Similarly, rational drug design methods largely assume that proteins adopt a single structure, which is greatly limiting in several ways. Firstly, this assumption limits drug design to inhibiting proteins by identifying compounds that bind key functional sites, thereby physically blocking the protein from performing functions like catalysis or binding other proteins. It is all but impossible to imagine designing a drug to enhance a desirable function if proteins are essentially rigid bodies. Moreover, many proteins must be written off as undruggable because their structures lack pockets where an inhibitor has the potential to bind tightly enough to serve as a valuable drug. Finally, current computational drug design methods struggle to quantitatively predict protein–ligand binding affinities, suggesting there is a fatal flaw in the single structure assumption.
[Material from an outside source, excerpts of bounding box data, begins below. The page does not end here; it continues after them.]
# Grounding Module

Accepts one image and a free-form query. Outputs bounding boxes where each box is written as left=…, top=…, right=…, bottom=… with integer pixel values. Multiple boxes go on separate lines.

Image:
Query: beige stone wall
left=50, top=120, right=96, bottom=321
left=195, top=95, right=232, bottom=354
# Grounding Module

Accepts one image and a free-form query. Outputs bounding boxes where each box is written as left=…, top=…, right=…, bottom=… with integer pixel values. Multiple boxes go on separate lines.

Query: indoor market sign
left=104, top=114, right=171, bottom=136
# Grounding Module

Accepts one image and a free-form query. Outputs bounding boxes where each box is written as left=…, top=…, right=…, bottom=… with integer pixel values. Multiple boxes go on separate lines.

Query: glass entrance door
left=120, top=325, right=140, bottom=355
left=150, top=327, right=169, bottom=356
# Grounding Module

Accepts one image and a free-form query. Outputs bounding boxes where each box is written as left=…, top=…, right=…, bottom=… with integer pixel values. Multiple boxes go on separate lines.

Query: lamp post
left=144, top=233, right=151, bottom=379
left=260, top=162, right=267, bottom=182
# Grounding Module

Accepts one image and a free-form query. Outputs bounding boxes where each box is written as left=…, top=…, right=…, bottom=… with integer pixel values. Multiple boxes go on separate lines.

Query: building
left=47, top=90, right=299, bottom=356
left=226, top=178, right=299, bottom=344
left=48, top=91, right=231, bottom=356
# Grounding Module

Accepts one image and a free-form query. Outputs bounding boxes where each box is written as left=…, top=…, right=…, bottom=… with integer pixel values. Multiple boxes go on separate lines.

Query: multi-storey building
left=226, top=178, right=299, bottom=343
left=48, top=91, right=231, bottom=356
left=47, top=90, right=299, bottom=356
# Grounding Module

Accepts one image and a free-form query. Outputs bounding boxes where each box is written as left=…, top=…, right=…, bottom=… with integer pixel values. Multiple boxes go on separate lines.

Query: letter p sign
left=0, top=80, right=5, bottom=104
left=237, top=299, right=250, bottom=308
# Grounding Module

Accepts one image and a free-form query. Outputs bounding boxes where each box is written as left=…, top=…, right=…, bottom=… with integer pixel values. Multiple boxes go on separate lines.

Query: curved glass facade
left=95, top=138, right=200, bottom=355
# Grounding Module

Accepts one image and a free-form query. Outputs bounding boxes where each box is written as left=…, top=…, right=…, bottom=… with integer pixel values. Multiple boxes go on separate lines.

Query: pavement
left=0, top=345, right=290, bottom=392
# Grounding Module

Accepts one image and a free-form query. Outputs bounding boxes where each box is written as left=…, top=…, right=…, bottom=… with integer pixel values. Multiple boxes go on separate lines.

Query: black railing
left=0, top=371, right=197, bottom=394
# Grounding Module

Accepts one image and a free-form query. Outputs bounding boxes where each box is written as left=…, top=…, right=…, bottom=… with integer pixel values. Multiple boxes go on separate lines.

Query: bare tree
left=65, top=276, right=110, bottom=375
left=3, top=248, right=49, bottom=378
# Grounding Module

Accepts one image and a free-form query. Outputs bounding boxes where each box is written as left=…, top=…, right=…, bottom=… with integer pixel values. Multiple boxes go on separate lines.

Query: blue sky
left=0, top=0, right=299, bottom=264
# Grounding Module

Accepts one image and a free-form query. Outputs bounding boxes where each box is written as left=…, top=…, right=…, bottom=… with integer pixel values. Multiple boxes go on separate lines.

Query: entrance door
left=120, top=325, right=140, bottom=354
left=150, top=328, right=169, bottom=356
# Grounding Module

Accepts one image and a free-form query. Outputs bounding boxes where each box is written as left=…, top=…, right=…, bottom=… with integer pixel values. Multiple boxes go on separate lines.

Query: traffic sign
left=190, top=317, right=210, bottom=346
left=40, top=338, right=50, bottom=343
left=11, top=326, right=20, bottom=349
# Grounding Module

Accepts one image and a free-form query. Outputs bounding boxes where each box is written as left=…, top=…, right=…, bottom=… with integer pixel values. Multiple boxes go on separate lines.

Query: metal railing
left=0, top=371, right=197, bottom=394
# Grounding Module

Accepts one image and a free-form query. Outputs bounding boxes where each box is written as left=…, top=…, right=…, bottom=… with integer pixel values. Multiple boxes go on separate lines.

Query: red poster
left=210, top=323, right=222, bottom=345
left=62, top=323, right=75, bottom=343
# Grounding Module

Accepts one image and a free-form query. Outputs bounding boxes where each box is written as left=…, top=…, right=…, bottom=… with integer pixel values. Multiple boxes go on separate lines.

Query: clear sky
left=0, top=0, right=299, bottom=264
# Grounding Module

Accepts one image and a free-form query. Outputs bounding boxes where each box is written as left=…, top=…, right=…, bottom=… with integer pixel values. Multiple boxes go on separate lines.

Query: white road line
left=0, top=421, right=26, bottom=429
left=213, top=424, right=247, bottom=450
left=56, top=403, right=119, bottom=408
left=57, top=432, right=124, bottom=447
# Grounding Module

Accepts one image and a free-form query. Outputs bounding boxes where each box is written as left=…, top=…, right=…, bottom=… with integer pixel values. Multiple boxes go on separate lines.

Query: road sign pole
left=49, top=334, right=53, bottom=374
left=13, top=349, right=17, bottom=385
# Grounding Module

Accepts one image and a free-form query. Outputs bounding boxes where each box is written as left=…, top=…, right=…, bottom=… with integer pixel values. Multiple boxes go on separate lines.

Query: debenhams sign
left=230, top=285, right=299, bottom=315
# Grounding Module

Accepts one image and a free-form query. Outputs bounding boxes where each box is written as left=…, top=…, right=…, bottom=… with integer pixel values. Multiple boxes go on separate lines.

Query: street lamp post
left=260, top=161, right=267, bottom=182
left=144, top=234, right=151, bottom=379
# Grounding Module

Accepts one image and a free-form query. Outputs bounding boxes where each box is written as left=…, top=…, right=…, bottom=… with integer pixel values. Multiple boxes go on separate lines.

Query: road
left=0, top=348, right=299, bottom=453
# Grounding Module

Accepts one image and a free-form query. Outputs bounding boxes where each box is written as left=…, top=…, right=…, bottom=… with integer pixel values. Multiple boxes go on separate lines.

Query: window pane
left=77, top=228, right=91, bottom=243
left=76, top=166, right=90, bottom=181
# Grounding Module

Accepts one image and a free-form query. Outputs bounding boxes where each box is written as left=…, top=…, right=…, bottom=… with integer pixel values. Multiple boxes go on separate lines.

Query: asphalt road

A long-standing hypothesis is that accounting for the entire ensemble of structures a protein adopts in solution would be vastly superior to assuming a single structure encodes all the relevant information. For example, sequence variation can produce distinct biochemical phenotypes by modulating the relative probabilities of an ensemble of conformations primed for different functional roles. There is a growing body of evidence for this. For example, variants that cause increases in the probability of structures with a favorable alignment of catalytic residues lead to elevated catalytic efficiencies. Similarly, within protein families, differences in the distributions of conformations adopted in simulation can predict functional differences, even when crystal structures and phylogeny cannot. Thus, our ability to predict which patient missense variants are pathogenic is likely to improve when we explicitly consider protein ensembles.
Our ability to discover new drugs will also greatly improve thanks to an ensemble perspective. A protein–ligand affinity is an ensemble measurement, which reflects contributions from each state in the protein structural ensemble and that of the ligand. Thus, by incorporating knowledge of proteins’ conformational ensembles, we may be able to finally develop universally accurate methods for predicting protein–ligand affinity. Additionally, we may be able to design specific allosteric modulators of proteins that are currently considered undruggable but may form cryptic pockets in their excited states.
Computer simulations on Folding@home are providing a general and scalable means to take an ensemble perspective toward sequence–function relationships and drug discovery, thereby enabling a physics-based approach to precision medicine. In addition to facilitating traditional drug discovery approaches, this perspective is also opening novel opportunities. For example, cryptic pockets that are absent in structural snapshots of a protein but form due to protein dynamics are providing new targets for drug discovery.